Elle eut un cri étouffé qui la fit tressaillir toute, longtemps.

– Quelle désolation j’ai traînée jusqu’à la maison! Dehors, ma tristesse a tout assombri, bien que le soleil étincelât. Le ravage de toute la nature qu’on fait autour de soi, le monde de douleur qu’on apporte dans le monde! Il n’y a pas de beau temps qui tienne quand notre tristesse s’avance.

«Tout m’apparaissait frappé, condamné, par le mauvais ange de la vérité qu’on ne voit jamais.

«La maison s’est présentée à moi comme elle est vraiment, au fond: nue, trouée, blanchissante…»

* * *

Et tout à coup, elle se rappelle une chose qu’il lui a dite; elle se la rappelle avec une sorte d’ingéniosité extraordinaire, d’habileté admirable, pour, d’avance, lui fermer la bouche et se torturer plus.

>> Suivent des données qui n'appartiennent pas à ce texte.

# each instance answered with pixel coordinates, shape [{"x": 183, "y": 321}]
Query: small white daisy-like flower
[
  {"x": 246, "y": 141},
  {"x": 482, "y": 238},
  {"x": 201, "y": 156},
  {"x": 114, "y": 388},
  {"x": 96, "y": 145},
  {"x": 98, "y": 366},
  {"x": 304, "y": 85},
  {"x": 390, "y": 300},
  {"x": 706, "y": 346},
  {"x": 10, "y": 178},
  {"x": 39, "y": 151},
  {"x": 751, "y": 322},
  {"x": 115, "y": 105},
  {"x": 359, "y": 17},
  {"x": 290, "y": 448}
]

– Ah! tiens, écoute… Te rappelles-tu… Un soir, sous la lampe. Je feuilletais un livre; tu me regardais. Tu es venu près de moi, tu t’es agenouillé. Tu m’as enlacé la taille, tu as posé ta tête sur mes genoux, et tu as pleuré. J’entends encore ta voix: «Je pense, disais-tu, que ce moment ne sera plus. Je pense que tu vas changer, mourir, que tu t’en vas, – et que maintenant, pourtant, tu es là!… Je pense, avec une immense ferveur de vérité, combien les moments sont précieux, combien tu es précieuse, toi qui ne seras plus jamais telle que tu es, et je supplie et j’adore ta présence indicible de ce moment-ci.» Tu as regardé ma main, tu l’as trouvée petite et blanche, et tu as dit que c’était un trésor extraordinaire, qui disparaîtrait. Puis tu as répété: «Je t’adore», d’une voix tellement tremblante, que je n’ai jamais rien entendu de plus vrai et de plus beau, car tu avais raison à la façon d’un Dieu.

«Et autre chose encore: un soir que nous étions restés longtemps ensemble, et que rien n’avait pu dissiper tes sombres préoccupations, tu as caché ta figure dans tes mains et tu m’as dit cette parole affreuse qui m’a pénétrée et qui est restée dans la plaie: «Tu changes; tu as changé; je n’ose pas te regarder, de peur de ne pas te voir!

«Tu sais, c’est ce soir-là que tu m’as parlé des fleurs coupées: des cadavres de fleurs, disais-tu, et tu les comparais à de petits oiseaux morts. Oui, c’était le soir de cette grande malédiction que je n’oublierai jamais, et que tu as criée d’un coup, comme si tu en avais beaucoup sur le cœur à propos de fleurs coupées.

«Comme tu avais raison de te sentir vaincu par le temps, de t’humilier, de dire que nous n’étions rien, puisque tout passe et qu’on arrive à tout.»

* * *

Le crépuscule envahissait la chambre et courbait comme un grand vent ce pauvre groupe occupé à regarder les causes de la souffrance, à fouiller la misère pour savoir de quoi elle était faite.

– L’espace, qui est toujours, toujours entre nous; le temps, le temps qui est attaché en nous comme une maladie… Le temps est plus cruel que l’espace. L’espace a quelque chose de mort, le temps a quelque chose de tuant. Tous les silences, vois-tu, tous les tombeaux, ont dans le temps leur tombeau… Les deux choses si invisibles et si réelles qui se croisent sur nous au point précis où nous sommes! Nous sommes crucifiés; pas comme le bon Dieu qui l’a été charnellement sur une croix; mais (elle serrait ses bras contre son corps, elle se recroquevillait, elle était toute petite), nous sommes crucifiés sur le temps et l’espace.